The big news of the day in Ireland is that Eircom and the music industry have settled the case in which the music industry had demanded that Eircom monitor users' connections to block peer to peer filesharing (background here). Instead the industry has dropped the action on condition that Eircom introduce a "three strikes" system where users accused of filesharing by the music industry will be disconnected after two warning letters. According to Eircom it has agreed to:
1) inform its broadband subscribers that the subscribers IP address has been detected infringing copyright and

2) warn the subscriber that unless the infringement ceases the subscriber will be disconnected and

3) in default of compliance by the subscriber with the warning it will disconnect the subscriber
More from Digital Rights Ireland | EFF | ars technica | Boing Boing | Daithi. Oisin, commenting on Lex Ferenda, makes some interesting points which in the spirit of the litigation I'm shamelessly going to copy (though I'm not sure that I agree that Eircom will need to change their terms of use - the existing policy is already drafted to allow termination for almost any infraction):
What’s probably going to happen is that this whole issue is going to shift from being an IP/regulatory law one to being a contract/ consumer protection law one. Two points spring to mind.

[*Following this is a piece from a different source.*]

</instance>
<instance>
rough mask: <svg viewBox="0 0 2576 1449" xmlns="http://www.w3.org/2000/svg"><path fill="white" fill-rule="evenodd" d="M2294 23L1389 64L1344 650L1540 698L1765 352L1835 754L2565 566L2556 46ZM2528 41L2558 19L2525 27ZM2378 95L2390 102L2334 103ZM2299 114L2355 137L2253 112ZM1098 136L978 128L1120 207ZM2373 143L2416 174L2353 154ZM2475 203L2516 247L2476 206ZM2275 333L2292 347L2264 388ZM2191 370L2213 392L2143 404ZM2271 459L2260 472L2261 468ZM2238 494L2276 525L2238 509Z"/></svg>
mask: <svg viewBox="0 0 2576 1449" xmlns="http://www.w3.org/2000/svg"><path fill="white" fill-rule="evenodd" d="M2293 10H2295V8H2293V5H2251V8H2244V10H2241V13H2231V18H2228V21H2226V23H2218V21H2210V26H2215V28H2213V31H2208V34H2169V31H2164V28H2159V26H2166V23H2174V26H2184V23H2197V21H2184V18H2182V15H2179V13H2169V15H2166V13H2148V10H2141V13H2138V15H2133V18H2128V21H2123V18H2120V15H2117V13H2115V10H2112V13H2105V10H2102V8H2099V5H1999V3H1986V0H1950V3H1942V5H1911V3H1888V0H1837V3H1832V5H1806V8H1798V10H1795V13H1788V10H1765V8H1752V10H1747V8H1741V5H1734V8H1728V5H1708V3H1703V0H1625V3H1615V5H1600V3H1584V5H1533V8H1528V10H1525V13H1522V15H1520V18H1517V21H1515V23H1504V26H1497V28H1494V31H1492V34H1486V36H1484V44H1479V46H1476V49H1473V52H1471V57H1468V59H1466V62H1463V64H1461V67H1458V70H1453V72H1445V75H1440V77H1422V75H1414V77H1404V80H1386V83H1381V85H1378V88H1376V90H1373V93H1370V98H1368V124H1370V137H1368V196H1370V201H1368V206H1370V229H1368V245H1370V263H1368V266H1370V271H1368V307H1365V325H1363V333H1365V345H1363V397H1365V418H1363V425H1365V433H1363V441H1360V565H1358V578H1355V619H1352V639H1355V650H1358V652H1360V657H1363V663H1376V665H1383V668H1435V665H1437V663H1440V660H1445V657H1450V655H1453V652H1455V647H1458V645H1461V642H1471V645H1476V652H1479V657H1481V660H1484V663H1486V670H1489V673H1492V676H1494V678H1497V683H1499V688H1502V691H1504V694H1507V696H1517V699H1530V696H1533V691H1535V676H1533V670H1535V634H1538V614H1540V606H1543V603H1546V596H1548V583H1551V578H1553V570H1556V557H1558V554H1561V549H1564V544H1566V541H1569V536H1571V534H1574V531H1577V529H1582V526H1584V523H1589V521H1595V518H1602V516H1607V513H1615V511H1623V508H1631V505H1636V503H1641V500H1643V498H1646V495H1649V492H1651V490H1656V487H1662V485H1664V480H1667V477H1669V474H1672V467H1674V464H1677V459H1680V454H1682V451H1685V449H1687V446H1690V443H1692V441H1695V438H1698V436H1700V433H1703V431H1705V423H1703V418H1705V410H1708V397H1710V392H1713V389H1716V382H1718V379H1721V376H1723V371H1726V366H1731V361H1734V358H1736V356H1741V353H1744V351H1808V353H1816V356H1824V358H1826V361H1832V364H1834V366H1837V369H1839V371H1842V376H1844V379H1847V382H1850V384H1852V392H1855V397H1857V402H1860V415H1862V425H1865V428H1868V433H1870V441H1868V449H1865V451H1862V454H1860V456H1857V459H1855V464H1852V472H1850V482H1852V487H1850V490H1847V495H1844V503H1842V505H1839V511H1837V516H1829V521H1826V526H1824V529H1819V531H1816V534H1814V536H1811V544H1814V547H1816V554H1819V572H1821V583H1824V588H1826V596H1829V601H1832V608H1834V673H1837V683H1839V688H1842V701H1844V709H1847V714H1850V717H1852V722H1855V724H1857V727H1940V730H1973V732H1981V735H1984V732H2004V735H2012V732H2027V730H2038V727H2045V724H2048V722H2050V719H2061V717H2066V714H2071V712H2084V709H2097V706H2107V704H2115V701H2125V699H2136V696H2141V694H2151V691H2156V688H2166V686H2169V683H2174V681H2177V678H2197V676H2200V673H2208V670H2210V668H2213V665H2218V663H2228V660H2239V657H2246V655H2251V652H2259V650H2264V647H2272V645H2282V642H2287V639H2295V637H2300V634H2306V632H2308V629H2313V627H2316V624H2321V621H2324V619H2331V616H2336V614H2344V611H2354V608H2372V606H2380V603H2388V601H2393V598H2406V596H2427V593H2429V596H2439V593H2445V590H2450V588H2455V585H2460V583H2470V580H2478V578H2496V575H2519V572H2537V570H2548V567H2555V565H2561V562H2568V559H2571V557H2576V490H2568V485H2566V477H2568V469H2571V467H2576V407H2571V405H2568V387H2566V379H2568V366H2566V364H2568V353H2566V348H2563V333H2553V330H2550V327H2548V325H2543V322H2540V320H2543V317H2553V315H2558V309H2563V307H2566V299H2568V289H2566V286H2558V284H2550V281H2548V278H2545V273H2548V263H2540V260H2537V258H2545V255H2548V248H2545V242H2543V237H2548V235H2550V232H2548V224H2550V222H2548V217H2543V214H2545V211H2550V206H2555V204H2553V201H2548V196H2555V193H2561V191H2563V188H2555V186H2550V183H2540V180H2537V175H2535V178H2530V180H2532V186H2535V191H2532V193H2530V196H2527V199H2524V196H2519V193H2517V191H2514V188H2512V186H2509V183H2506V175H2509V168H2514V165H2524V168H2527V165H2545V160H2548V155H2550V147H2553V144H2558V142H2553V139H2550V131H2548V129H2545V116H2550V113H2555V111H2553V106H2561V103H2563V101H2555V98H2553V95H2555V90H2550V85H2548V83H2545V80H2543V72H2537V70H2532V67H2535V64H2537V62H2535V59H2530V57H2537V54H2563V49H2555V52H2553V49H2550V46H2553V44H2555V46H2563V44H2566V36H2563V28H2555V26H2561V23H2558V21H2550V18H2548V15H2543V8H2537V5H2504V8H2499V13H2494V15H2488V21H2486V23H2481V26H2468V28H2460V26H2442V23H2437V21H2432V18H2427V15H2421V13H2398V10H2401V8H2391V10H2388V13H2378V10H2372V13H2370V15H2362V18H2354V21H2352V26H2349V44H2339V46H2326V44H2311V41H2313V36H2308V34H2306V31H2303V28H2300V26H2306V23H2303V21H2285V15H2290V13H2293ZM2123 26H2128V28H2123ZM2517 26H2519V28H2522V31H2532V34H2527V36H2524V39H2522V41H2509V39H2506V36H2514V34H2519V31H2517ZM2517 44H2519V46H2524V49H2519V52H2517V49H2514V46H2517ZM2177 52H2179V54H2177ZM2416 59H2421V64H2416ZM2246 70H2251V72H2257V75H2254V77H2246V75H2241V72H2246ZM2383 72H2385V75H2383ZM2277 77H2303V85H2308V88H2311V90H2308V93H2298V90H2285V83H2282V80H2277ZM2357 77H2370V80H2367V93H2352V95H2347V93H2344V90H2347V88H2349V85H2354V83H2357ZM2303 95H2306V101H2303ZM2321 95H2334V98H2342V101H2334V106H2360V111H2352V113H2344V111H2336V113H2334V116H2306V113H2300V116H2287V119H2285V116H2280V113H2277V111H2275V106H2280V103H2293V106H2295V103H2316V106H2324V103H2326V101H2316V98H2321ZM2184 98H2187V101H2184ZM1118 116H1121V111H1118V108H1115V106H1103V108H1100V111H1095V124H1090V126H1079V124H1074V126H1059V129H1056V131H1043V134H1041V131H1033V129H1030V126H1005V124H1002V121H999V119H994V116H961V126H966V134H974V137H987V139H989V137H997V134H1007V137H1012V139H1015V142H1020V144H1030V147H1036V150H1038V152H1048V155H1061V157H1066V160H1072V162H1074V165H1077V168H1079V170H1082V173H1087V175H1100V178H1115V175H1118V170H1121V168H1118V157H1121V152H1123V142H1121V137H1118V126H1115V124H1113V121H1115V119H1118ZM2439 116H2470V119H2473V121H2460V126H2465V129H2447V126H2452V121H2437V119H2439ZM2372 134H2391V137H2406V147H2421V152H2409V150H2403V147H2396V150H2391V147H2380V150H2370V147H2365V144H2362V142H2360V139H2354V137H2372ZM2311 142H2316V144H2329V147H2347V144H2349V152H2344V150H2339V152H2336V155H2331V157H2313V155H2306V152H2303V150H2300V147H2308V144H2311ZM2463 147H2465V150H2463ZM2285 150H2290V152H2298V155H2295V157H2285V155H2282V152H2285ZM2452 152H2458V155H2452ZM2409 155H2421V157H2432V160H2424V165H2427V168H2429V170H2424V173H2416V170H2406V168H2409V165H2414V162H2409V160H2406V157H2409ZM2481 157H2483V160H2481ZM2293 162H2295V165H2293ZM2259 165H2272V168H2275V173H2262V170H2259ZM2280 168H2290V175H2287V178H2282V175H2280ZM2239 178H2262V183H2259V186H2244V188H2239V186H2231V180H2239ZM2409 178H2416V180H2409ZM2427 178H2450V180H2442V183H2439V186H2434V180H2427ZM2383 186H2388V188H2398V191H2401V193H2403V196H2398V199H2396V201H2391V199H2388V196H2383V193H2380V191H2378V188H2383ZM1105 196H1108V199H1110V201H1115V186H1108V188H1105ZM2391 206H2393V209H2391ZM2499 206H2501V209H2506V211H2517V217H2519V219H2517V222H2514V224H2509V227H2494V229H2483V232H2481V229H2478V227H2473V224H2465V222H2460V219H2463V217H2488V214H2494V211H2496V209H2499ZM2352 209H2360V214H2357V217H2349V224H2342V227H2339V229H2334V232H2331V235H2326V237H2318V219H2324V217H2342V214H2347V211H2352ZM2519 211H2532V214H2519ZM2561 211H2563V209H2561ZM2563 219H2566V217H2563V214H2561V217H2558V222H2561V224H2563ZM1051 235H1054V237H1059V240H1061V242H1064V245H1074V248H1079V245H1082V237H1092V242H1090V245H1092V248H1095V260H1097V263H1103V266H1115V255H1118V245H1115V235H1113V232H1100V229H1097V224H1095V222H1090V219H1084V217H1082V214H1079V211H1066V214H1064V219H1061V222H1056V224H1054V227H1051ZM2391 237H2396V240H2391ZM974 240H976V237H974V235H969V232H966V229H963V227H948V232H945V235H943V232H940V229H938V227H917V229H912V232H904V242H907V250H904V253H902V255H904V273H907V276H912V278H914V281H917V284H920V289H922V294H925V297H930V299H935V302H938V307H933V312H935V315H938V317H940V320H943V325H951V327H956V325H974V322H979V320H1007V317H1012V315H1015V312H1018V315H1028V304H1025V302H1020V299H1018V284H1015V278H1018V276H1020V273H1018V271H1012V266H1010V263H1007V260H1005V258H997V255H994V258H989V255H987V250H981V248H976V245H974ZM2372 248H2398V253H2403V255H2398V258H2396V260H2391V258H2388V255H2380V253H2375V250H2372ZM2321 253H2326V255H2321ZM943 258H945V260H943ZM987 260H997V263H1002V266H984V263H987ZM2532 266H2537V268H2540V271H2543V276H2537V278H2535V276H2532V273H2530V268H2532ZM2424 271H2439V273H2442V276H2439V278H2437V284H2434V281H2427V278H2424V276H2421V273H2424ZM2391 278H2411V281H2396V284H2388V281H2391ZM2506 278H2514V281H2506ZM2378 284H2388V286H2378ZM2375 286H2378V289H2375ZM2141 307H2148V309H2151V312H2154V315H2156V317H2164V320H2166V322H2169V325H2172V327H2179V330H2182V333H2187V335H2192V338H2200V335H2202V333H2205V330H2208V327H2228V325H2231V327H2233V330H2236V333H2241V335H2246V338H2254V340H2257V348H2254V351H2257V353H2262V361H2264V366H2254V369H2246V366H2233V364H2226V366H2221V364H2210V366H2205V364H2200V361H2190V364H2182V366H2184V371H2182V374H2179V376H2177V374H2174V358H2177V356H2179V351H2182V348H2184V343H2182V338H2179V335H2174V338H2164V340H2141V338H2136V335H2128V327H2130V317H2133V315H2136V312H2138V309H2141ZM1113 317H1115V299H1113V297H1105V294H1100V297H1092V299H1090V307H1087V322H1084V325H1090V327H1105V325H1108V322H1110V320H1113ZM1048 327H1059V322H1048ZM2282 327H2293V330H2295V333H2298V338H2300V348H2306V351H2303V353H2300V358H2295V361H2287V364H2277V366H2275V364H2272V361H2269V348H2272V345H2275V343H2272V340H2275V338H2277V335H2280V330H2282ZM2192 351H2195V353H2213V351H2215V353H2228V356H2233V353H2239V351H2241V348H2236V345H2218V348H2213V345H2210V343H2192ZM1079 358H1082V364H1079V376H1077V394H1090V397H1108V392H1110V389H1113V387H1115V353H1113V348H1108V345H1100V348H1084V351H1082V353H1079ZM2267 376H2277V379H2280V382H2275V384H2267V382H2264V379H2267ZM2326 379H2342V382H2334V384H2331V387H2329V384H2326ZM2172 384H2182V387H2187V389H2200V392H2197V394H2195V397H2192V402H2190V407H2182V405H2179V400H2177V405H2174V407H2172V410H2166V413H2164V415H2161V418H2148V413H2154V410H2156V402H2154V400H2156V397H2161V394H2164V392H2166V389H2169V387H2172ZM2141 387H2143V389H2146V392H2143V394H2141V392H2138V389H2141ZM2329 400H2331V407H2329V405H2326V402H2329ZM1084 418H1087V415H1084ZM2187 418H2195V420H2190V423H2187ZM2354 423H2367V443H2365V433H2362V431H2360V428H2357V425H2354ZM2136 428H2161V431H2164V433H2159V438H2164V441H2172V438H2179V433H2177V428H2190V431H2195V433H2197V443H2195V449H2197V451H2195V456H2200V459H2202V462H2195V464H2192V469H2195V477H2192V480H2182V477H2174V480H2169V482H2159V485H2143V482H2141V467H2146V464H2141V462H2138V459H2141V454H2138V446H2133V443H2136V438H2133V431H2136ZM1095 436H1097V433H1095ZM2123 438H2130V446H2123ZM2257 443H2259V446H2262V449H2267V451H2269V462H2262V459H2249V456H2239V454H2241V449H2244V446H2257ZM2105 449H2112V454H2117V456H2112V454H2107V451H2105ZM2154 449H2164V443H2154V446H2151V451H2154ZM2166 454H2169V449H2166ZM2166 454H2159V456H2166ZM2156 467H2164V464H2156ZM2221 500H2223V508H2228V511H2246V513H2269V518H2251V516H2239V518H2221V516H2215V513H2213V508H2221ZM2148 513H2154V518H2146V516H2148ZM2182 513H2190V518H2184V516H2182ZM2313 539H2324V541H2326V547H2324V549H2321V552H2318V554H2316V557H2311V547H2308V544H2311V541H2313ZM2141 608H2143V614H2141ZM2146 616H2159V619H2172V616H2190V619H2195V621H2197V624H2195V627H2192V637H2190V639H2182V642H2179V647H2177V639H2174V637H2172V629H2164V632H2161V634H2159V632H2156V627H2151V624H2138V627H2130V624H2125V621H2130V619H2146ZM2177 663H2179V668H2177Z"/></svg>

First, to put this settlement into practice Eircom will have to modify its terms of service for all its current customers (without giving any legal consideration for a unilateral modification of a contract) which could pose considerable enforceability problems. Moreover, to properly incorporate the ‘three strikes and your out’ rule into its contracts Eircom is probably going to have to draw this new provision to the attention of its subscribers (so we may, indirectly, get to figure out what the terms of settlement were).

Second, and more interestingly, if, and when, Eircom seeks to terminate someone’s service, we may finally get some litigation as to whether or not these often unfair, impenetrable user agreements are actually enforceable or not. We’ll finally get to see if the Unfair Terms Directive, along with all the old common law and equity cases on enforcing one-sided terms that weren’t negotiated or drawn to the parties attention have any bearing on user agreements.
My take? This isn't really a win for the music industry. They were clearly hoping for an outright win requiring all ISPs to filter and setting a precedent in a common law jurisdiction to match SABAM v. Tiscali. Instead they've merely achieved an agreement with one ISP - albeit the largest - which doesn't go any further than they might have been able to achieve by negotiation in the first place. As Ronan Lupton points out the agreement is not enforceable against the rest of the industry, and it is debatable whether other ISPs will show any appetite to come on board. Moreover, if three strikes is challenged as Oisin suggests then it will receive much less judicial deference than if it had been adopted as part of an industry wide deal with explicit government support.

It is, though, a loss for the user. The three strikes process in this case is procedurally
unfair and represents an extreme model largely rejected elsewhere.

1 comment:

  1. Good point Conor. The three-strikes element has been delayed by objections raised by the Data Protection Commissioner regarding the use of subscriber data. You can expect to see this back before the High Court in the near future for guidance on this point.